To solve the problem, RSS 1.0 developers added namespace declarations—universally defined tags—to the RSS code. In addition, RSS 1.0 also supports Resource Description Framework (RDF), a way of providing information about metadata. Most importantly, RDF makes RSS feeds searchable.
So which RSS format should you support? It depends on your familiarity with XML. In simple terms, 1.0 is more complex, making it harder for someone without XML experience to create an RSS file. However, if you need to provide more information about your specific newsfeeds, 1.0 may be a better option, says Dornfest. "There's a definite migration path between the two so it's really going to depend on the individual," he says.
Stepping Stones to RSS
If you want to see what's out there before you create your own RSS newsfeed, there are plenty of places you can go to get started. The easiest point of reference is one of the numerous Web sites that aggregate headlines and act as a portal for sites looking for headlines to grab.

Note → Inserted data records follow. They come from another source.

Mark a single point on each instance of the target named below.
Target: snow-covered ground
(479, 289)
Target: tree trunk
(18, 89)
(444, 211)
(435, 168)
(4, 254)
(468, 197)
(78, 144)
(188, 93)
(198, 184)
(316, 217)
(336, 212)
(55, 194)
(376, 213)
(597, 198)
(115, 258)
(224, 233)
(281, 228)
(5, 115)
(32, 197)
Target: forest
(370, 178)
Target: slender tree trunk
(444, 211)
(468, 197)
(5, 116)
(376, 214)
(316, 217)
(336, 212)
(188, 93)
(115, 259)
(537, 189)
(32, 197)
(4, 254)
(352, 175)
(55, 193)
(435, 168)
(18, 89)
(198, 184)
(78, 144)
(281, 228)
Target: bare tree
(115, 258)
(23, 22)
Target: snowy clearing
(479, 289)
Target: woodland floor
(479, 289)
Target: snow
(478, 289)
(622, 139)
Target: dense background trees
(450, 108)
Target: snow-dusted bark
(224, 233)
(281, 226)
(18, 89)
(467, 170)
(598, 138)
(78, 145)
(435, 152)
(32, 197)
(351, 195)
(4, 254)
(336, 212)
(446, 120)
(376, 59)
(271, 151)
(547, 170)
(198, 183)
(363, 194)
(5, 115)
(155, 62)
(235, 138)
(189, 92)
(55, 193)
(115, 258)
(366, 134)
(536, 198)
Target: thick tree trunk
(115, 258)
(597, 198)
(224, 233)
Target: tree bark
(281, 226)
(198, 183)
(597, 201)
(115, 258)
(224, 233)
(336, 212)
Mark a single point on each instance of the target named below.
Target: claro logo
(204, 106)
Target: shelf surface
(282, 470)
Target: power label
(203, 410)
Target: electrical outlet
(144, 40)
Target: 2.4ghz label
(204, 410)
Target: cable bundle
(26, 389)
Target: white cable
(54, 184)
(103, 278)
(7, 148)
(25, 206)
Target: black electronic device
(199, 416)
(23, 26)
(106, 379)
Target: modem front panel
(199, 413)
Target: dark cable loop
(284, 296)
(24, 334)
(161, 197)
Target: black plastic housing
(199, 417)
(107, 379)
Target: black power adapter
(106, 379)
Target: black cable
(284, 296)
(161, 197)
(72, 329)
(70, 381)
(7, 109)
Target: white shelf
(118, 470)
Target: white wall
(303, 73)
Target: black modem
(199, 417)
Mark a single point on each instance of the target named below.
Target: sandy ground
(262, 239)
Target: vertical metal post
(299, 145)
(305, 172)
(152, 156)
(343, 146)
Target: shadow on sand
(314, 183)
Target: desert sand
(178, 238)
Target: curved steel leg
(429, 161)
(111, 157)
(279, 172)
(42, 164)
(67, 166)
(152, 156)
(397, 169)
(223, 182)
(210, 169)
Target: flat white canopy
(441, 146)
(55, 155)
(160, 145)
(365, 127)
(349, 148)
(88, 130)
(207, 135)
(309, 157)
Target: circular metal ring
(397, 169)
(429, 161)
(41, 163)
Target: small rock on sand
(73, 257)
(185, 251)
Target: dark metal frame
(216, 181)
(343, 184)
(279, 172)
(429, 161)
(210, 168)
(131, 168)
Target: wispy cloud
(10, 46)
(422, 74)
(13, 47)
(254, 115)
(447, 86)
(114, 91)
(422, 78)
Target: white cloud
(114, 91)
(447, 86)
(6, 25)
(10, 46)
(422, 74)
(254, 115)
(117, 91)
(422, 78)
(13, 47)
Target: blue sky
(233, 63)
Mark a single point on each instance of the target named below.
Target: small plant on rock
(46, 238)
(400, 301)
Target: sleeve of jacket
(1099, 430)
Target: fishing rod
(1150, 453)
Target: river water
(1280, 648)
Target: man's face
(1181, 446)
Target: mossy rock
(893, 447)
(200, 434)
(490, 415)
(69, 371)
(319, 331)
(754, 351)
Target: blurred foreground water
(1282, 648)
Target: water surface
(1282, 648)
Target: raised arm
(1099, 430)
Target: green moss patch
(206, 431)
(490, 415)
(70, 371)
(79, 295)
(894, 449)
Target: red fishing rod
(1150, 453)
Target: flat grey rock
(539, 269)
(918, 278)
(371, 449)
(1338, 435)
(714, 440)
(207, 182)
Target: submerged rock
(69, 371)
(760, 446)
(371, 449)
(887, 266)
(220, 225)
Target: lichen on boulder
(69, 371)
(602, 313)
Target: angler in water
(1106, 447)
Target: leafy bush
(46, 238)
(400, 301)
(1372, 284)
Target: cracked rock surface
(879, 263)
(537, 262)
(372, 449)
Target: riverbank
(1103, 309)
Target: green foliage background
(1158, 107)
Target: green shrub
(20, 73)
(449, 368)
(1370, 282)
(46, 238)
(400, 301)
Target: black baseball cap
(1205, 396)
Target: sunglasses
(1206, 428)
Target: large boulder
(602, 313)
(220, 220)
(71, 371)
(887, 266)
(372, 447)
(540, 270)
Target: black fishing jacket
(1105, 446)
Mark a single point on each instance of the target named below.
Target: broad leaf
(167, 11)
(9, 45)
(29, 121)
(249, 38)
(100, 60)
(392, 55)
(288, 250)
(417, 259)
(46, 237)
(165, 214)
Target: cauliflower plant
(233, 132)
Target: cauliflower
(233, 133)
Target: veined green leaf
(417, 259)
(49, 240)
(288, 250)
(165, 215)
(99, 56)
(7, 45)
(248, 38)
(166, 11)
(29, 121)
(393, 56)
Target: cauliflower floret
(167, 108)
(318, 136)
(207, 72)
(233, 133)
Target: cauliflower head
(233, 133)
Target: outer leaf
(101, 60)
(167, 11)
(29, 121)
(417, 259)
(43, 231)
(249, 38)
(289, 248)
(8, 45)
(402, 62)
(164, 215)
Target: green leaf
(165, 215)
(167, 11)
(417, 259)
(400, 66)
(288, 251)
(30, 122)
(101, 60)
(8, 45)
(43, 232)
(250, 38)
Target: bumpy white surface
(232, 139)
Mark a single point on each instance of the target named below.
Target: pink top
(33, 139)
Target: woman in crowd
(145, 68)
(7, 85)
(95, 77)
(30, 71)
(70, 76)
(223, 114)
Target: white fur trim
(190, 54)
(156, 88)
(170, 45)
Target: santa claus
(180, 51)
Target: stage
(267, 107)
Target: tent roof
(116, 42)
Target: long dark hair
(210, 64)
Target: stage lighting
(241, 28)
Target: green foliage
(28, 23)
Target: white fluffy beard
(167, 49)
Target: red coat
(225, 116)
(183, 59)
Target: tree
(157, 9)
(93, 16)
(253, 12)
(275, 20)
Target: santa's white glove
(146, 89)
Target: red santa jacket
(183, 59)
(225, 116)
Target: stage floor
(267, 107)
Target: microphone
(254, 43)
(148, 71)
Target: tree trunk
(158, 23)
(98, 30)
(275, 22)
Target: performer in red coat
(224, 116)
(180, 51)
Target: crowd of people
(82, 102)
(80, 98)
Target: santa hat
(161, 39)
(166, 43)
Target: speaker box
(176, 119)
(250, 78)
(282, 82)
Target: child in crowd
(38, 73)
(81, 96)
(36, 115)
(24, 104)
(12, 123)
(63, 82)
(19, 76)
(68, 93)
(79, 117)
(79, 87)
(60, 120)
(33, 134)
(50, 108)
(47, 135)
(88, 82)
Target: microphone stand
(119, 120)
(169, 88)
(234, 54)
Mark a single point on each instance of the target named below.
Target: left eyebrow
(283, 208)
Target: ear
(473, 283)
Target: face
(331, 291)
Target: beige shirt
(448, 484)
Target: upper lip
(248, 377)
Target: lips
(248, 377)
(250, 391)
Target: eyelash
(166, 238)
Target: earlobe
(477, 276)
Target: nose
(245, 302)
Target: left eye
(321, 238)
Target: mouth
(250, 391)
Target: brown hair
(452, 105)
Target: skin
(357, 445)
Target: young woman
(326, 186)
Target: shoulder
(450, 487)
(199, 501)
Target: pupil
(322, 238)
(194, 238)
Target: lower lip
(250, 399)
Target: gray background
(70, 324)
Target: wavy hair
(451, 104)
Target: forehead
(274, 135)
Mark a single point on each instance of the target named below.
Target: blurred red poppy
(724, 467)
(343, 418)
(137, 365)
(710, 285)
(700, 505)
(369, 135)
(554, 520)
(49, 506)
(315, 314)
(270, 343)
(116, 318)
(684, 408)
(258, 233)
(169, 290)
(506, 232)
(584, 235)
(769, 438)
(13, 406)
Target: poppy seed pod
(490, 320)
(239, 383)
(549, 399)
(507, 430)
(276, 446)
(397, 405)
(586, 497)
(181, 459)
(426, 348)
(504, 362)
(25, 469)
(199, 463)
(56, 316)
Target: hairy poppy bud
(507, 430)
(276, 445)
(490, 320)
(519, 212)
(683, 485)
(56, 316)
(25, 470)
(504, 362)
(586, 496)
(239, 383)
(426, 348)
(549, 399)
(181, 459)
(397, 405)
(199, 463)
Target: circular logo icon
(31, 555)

For example, NewsIsFree, My.UserLand, and Meerkat solicit RSS feeds and, in some cases, actively seek out newsfeeds, posting them to their sites.
Users who don't want to slog through thousands of sites manually can download newsfeed readers that can search using keywords or subjects. Headline Viewer and Amphetadesk are popular readers that can be downloaded from most shareware sites.
"There are centralized applications and server applications that read the RSS source and generate information on topics that you're interested in," says Dave Winer of UserLand Software, the developer of Radio UserLand, another newsfeed reader and aggregation tool.
Even with the problems that can be associated with RSS, it's still the best syndication option available today since, unfortunately, there's not much else out there. There are two main RSS competitors—ICE and NewsML—but neither has caught on in a way that threatens RSS' dominance of the syndication world. NewsML, which was developed by the International Press Telecommunications Council (IPTC), a consortium of print and wire providers, is also based on XML. Unlike RSS, instead of creating a separate newsfeed page, NewsML-compatible content features NewsML code on the same page as the actual content. This allows content providers to link to other related stories more effectively and to mark up non-text-based news, such as images, video and audio. "NewsML comes out of the XML development community and it's much more complicated," says Dave Winer of UserLand Software, one of the original RSS standards developers. "They don't understand what publishers deal with every day. They're interested in the benefit, but not the art."
Like RSS and NewsML, the Information and Content Exchange (ICE) standard is also an XML syndication protocol used to automate syndication. However, unlike NewsML or RSS, ICE requires cooperation between two or more parties since its premise is based on running an ICE syndication server in conjunction with a content management system. It doesn't allow just anyone to grab a specific newsfeed. Instead, it's designed to facilitate existing content distribution agreements, which few publishers use today.
Blake Carver of LISNews says he isn't likely to make a switch to the new technologies any time soon. "Our RSS file is our biggest refer outside of Google," he says. Pamela Parker, managing editor of ChannelSeven.com, a network of marketing sites agrees.
"We just put the code on our site and let the Web do its magic," says Parker. "We think there are a lot of sites out there that want marketing content, but don't want to create it. RSS lets us be there for them."